Pour renverser la tendance, le gouvernement affiche des ambitions chiffrées : 3 000 mégawatts en 2028, 5 000 en 2030 et 10 000 en 2040. Des objectifs volontaristes que la réalité budgétaire devra confirmer dans la durée (adiac-congo.com).
Hydrocarbures et eau, des chantiers sous surveillance
Sur les carburants, le ministre des Hydrocarbures Stev Simplice Onanga a détaillé l’équation de l’approvisionnement : 60 % des besoins proviennent de la Congolaise de raffinage, les 40 % restants étant importés depuis l’étranger (adiac-congo.com).
Le volet eau, souvent relégué au second plan, a lui aussi été abordé. Les ministres concernés ont promis des améliorations adossées au soutien des partenaires, sans avancer devant les sénateurs de calendrier réellement précis.

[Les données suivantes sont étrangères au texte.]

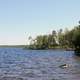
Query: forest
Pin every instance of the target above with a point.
(68, 39)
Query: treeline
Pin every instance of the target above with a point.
(68, 39)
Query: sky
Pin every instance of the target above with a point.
(20, 19)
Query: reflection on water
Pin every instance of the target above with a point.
(18, 64)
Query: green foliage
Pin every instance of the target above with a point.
(60, 39)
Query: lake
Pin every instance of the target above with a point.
(19, 64)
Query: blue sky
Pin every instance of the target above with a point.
(35, 17)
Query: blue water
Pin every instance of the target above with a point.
(19, 64)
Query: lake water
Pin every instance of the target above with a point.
(19, 64)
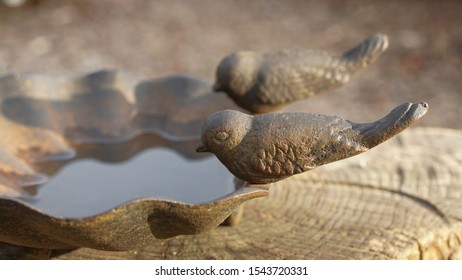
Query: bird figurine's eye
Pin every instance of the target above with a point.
(221, 136)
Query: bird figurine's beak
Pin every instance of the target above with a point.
(202, 149)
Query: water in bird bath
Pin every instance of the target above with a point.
(88, 187)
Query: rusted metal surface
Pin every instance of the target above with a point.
(266, 82)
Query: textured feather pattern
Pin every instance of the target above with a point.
(290, 75)
(325, 139)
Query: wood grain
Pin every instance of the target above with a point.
(401, 200)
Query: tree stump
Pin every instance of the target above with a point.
(400, 200)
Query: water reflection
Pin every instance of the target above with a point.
(87, 187)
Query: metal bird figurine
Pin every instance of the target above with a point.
(262, 83)
(267, 148)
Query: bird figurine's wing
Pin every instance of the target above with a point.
(290, 75)
(287, 76)
(326, 139)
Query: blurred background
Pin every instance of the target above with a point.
(153, 39)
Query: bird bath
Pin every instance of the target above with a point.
(107, 161)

Passeports : un scandale qui éclabousse l’administration
C’est pourtant le dossier des passeports qui a cristallisé l’attention. Le ministre de l’Intérieur Jean Olessongo Ondaye a levé le voile sur des réseaux mafieux vendant les documents « au plus offrant », entraînant l’arrestation de plusieurs fonctionnaires (lhorizonafricain.com).
Le chiffre glace : 50 000 passeports déjà payés par les usagers restaient introuvables, les fonds encaissés ayant purement disparu. Un aveu rare, qui traduit l’ampleur d’une gestion défaillante au cœur d’un service public particulièrement sensible.
Derrière les files d’attente interminables se cache un système grippé. Des citoyens, contraints de patienter des mois, ont financé un titre qui ne leur a jamais été délivré. La colère sociale que ce blocage alimente n’a rien d’abstrait.
Une commande allemande pour restaurer la confiance
Pour sortir de l’ornière, l’État s’appuie sur la société allemande Mühlbauer, chargée de livrer 100 000 carnets de passeport et 330 000 cartes d’identité. Un premier lot de 25 000 carnets est attendu début septembre 2026, le dernier avant fin décembre (adiac-congo.com, lhorizonafricain.com).
Afin d’éviter de nouveaux détournements, un compte séquestre a été ouvert dans une banque locale, assorti de guichets dédiés dans les administrations concernées. Une réponse technique à une crise avant tout politique et morale.
État-civil et Fonction publique dans le viseur
Le débat a aussi mis en lumière la falsification des documents d’état-civil, avec des agents accusés de brader « la nationalité congolaise au plus offrant ». La parade annoncée passe par une digitalisation complète, via le projet Sifet, Système intégré des frais d’état-civil (lhorizonafricain.com).
Le ministre d’État Pierre Mabiala a, lui, éteint la rumeur d’un recrutement massif à la Fonction publique, démentant toute campagne officielle malgré 32 150 dossiers déposés en juillet 2026. Les modalités du baccalauréat exigé aux candidats des élections locales ont aussi été précisées.
Ces révélations dessinent le portrait d’une administration où la fraude s’est installée à plusieurs étages. En reconnaissant publiquement ces dérives, l’exécutif mise sur la transparence pour désamorcer la défiance, un pari risqué mais assumé devant la représentation nationale.
Un pouvoir sommé de passer des mots aux actes
Au fil des échanges, un constat s’est imposé : l’administration publique reste minée par la corruption. En s’exposant à la question des sénateurs, le gouvernement a choisi la franchise. Reste à transformer ces aveux en résultats tangibles pour des citoyens lassés des promesses.